What has the future in store? Prof. Appleby—coordinator of the team—predicts that "the fundamentalists' hardline attitude will shake the world in upcoming decades. They are going to rip up governments. They will win some governments. They will change some constitutions. There will be a lot of turmoil." Such prospects are already horrifying even the conservative regimes.
It must be understood that traditionalism is not a synonym of fundamentalism, "since the zealots not only denounce nationalisms but (also) demand that above all (even) the Saudi government—should renounce all contacts with the world of ideas". Some time back an editorial in the Middle East International said: "The Saudi royals see this as a threat, not only to their own position but to all hopes that the Arab and (the rest of the) Muslim world will ever be able to match the power and achievements of the West." Prof.

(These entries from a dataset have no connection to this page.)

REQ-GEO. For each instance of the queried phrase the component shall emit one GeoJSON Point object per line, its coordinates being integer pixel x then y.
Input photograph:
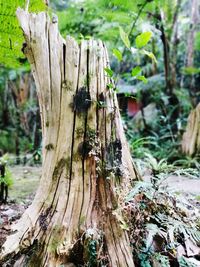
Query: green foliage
{"type": "Point", "coordinates": [11, 36]}
{"type": "Point", "coordinates": [143, 39]}
{"type": "Point", "coordinates": [135, 71]}
{"type": "Point", "coordinates": [109, 72]}
{"type": "Point", "coordinates": [8, 178]}
{"type": "Point", "coordinates": [159, 220]}
{"type": "Point", "coordinates": [183, 262]}
{"type": "Point", "coordinates": [117, 54]}
{"type": "Point", "coordinates": [124, 37]}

Hamid Al Turki of the King Saud University had written, pertinently, that "the crisis we live in is a vicious struggle between individuals, organised groups and Arab regimes over the answers to fateful questions that deal with 'who we are', 'are we Muslims', 'are we Arab nationalists', or 'are we all of this, or parts of it?'" This, in no way, implies that any consensus has emerged but two important issues are drawing a great deal of discussion. One, of course, being the relationship of the Arab regimes with the West (described as evil) that brings in the issue of religion and culture. And two, whether the pluralistic Western values are an attack against the religion? A learned professor of theology in Jeddah University, Sheikh Abdullah Bin Biyah, argued: "The notion that a majority should rule and the notion of the political party are all Western notions."
Though the study could not address itself to the emergence of the Taliban that came later and the social order they seek to project, it would be of interest if the scholars could give attention to this and their activities that are spilling outside Afghanistan.